2) Prioritize quality time with your spouse often! Commit to a weekly date night and vacation without your kids at least one time a year. Okay, let me pause for a brief minute or two. Kids… Kids can be one of the biggest reasons we struggle with keeping our spouses as a priority. Do we love our kids? Of course! But to set the right example of what truly loving relationships are all about, model it to your kids. Show them the power of prioritization. Show them you LOVE THEM by putting your spouse ahead of them!
3) Openly show affection to your spouse…ESPECIALLY in front of your kids! There is no better way to model a loving relationship to your kids then to be openly affectionate in front of them! Let your kids hear you tell your spouse “how good they look”. Point out each other’s qualities to your kids…daily! Kiss and hug your husband/wife in front of your kids. Hold hands in public. Make the world SEE that you hold your spouse above all other earthly relationships and display that you are a united force that is untouchable.
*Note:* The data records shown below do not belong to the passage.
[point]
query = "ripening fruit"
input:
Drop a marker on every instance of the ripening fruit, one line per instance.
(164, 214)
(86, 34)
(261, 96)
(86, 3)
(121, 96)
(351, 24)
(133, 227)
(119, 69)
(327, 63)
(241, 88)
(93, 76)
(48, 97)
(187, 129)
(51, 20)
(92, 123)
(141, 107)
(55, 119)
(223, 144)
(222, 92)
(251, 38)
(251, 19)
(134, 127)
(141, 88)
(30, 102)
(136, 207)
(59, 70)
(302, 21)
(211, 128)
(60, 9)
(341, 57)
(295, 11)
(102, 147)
4) Extend your priorities even further by putting God at the front of the “pecking order”. When you read the Bible there is a recurring theme throughout…and that is God desires a relationship with all of us and craves that we return His favor of grace with a deep loving relationship directed at Him. Jesus in a powerful conversation with the Pharisees (okay big time argument) explains in Mark 12:28-34, that loving God with everything you’ve got is the most important commandment. He wants and deserves to be number one ahead of your spouse (number 2) and your kids (number 3). Think about his and let it simmer a little. One final side note on our kids. IF we are to teach our kids this VERY important commandment that Jesus speaks about…doesn’t it make sense to model this deep loving relationship with our spouse…the relationship they observe on a daily basis and the relationship that God holds near and dear to His heart?